France Sees a Big Increase in Brute-Force Attacks

In France, the amount of brute-force attacks on Windows servers built up during the two weeks prior in comparison with the previous 14 days. Statistics from Syspeace shows brute-force attacks per server have shot up by 21 percent. Overall, in the world, there was a slight increase of 12 percent.

In France, the number of attacks on Syspeace-secured Windows Servers built up in the course of the two weeks prior as 1,700 automated hacking attempts per Windows servers were recorded by Syspeace. That means the brute-force attacks went up by 21 percent. Syspeace blocked 32,000 automated hacking attempts in France.

There has been, with similar changes, an increase of the amount of automated hacking attempts in Australia and Switzerland. With 3,100 blocked automated hacking attempts per Windows server secured by Syspeace the 14 days prior, Australia has seen a rise of 21 percent compared to the 14 days prior. In Switzerland, the number has shot up by 16 percent to 590 automated hacking attempts per Syspeace-secured Windows Server.

All around the world, brute-force attacks on Syspeace-secured Windows Servers have shown a slight escalation, so France is not alone with the problem. During the last weeks there have been 12 percent more automated hacking attempts than during the previous 14 days in the world. Up until now, this year there have been 2,200 brute-force attacks per Syspeace-secured server in the world. The automated hacking attempts have climbed up by 8.1 percent on a year-to-year comparison. That means the number of brute-force attacks in the world that were blocked by Syspeace was 1,800,000.

The data source is Syspeace, a company that helps fight automated hacking attempts.
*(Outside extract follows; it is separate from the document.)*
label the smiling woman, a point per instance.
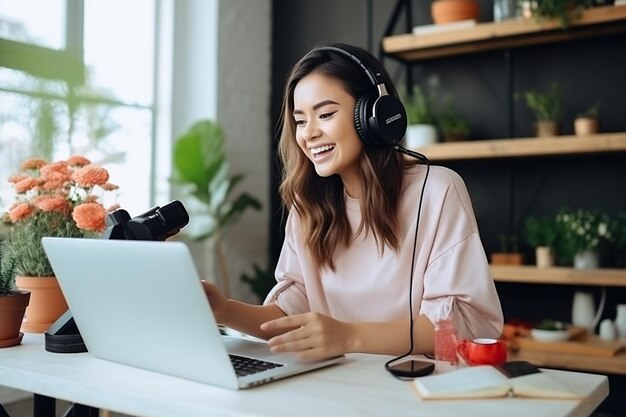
(363, 225)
Syspeace saves businesses time, effort, and money by blocking attacks that otherwise take many hours of repetitive, manual labor to find and prevent. Syspeace monitors all the global Windows servers secured by Syspeace meticulously. The company is a global trailblazer on the topic since 2012, having collected and analyzed statistics on automated hacking attempts.
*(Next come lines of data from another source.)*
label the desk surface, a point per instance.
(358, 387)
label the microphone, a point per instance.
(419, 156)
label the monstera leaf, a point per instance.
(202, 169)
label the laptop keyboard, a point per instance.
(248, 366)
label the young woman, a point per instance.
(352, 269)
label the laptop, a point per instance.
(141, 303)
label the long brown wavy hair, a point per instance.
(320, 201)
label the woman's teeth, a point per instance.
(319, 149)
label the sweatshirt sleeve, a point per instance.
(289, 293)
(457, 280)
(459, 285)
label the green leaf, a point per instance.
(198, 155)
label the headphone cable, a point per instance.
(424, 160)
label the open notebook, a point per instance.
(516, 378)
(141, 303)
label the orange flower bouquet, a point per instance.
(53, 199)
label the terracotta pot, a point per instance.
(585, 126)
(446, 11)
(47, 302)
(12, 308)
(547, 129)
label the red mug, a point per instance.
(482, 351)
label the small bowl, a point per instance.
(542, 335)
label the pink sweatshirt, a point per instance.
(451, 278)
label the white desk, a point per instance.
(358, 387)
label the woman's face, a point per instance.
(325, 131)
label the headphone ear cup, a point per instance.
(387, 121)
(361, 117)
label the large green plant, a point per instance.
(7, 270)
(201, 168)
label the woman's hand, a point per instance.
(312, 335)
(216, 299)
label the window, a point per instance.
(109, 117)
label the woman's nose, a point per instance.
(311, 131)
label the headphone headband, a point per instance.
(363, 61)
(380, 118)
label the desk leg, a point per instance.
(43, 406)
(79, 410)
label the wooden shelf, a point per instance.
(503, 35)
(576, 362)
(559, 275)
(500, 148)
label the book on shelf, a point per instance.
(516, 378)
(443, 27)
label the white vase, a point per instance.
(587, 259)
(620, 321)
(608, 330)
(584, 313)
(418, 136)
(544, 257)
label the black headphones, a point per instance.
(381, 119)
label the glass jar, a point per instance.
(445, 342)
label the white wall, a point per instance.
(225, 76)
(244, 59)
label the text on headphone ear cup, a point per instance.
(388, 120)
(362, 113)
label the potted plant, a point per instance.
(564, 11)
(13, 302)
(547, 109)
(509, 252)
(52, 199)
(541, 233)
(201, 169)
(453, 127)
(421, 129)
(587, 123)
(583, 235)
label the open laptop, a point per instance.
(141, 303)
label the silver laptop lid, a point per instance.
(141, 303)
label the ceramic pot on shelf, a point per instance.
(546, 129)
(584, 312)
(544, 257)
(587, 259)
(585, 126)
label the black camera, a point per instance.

An brute-force attack consists of an attacker submitting many passwords or passphrases with the hope of in the end guessing them. The attacker systematically inspects all possible passwords and passphrases and tries to find the right one.

To avoid trouble and block brute-force attacks, Syspeace offers software that safeguards companies from IT theft, combined with exceptional customer support.